The Apostle Paul emphasizes that having faith in Christ is more important than being circumcised. The Book of Acts documents among early Christian leaders that salvation is not dependent on circumcision but on faith, grace, and spiritual transformation—a circumcision of the heart.
Only Coptic, Ethiopian, and Eritrean Orthodox churches, as well as some other African churches, promote circumcision for religious reasons. The Amish do not. Pentecostals do not. Presbyterians do not. Baptists do not. Catholicism specifically condemns anything that mutilates the natural human body.
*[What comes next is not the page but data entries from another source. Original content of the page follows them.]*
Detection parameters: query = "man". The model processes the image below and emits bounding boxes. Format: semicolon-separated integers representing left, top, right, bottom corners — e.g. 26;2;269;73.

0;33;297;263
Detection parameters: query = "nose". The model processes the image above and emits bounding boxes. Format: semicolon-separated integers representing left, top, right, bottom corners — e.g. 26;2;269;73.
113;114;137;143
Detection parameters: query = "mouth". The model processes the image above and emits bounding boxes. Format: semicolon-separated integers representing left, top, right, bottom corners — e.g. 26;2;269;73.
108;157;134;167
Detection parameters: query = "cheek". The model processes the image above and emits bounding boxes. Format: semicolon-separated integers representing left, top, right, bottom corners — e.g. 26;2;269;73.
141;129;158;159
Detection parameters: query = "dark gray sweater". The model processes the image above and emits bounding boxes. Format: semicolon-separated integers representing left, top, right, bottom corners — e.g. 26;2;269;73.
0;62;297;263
This doesn’t stop Christians in the United States from being the largest religious group in the country to participate in circumcision—not as a rite or due to a covenant, but due to the cultural convention of conformity. However, A growing number of Christian parents must be choosing not to have their male infants circumcised since the rate of circumcision in the U.S. has been declining. An estimated 58.3% of male newborns and 80.5% of males aged 14-59 years in the United States are circumcised.
Intact America believes that as more information is available about circumcision as medically unnecessary, unethical, and religiously irrelevant, the rate of circumcision will continue to go down.
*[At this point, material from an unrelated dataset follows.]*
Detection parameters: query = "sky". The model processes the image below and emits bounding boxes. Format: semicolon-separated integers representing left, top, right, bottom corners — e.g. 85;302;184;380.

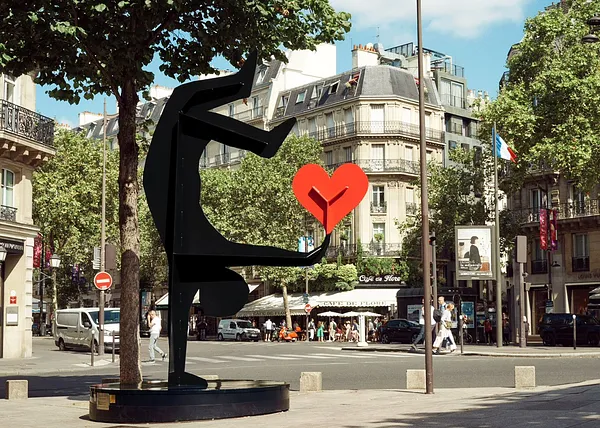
37;0;558;126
“Some mothers might justify their decision to circumcise their baby by saying, ‘It’s because we’re Christians.’ – Marilyn Milos, Please Don’t Cut the Baby! (Lucid House Publishing, 2024)
I would ask if they knew there are more than 120 references to circumcision in the New Testament that say circumcision is of no value to Christians. Most didn’t, of course, and some even admitted to never having read the Bible… I couldn’t judge them because neither had I before my interaction with Reverend Zangger [who sent Marilyn more than 120 references to circumcision in the New Testament that say it is not necessary to demonstrate faith].
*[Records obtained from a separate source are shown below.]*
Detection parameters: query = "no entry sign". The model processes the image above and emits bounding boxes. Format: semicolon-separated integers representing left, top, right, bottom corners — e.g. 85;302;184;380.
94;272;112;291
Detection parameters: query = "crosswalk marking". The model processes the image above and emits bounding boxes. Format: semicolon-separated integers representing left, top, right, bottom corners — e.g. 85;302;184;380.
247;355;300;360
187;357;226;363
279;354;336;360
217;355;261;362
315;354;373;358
I’d go on to explain that Christ was meant to be the last blood sacrifice and that, for Christians, it was not outward signs (genital cutting) that mattered, but faith expressed through love.”
Was the Apostle Paul the First Intactivist?
Paul, who was once a Pharisee, argues against requiring circumcision for believers and shares his views about the concept of spiritual circumcision in his letters to the Romans and the Colossians, focusing on how the Holy Spirit can transform a person’s heart. This type of circumcision aims to remove one’s sinful tendencies and replace them with a new identity in Jesus Christ. It emphasizes that being saved and becoming righteous happens by believing in Christ, rather than following outward practices. It also shows how the Holy Spirit can change a person’s personality and connection with God. In his letter to the Galatians, Paul strongly opposes those who say that people must be circumcised to be saved. He says this idea goes against the idea that Christ’s sacrifice was enough for salvation. In scripture, Paul explains that the new covenant supersedes the old one based on the Law.
Galatians 6:15: “Neither circumcision nor uncircumcision means anything; what counts is the new creation.”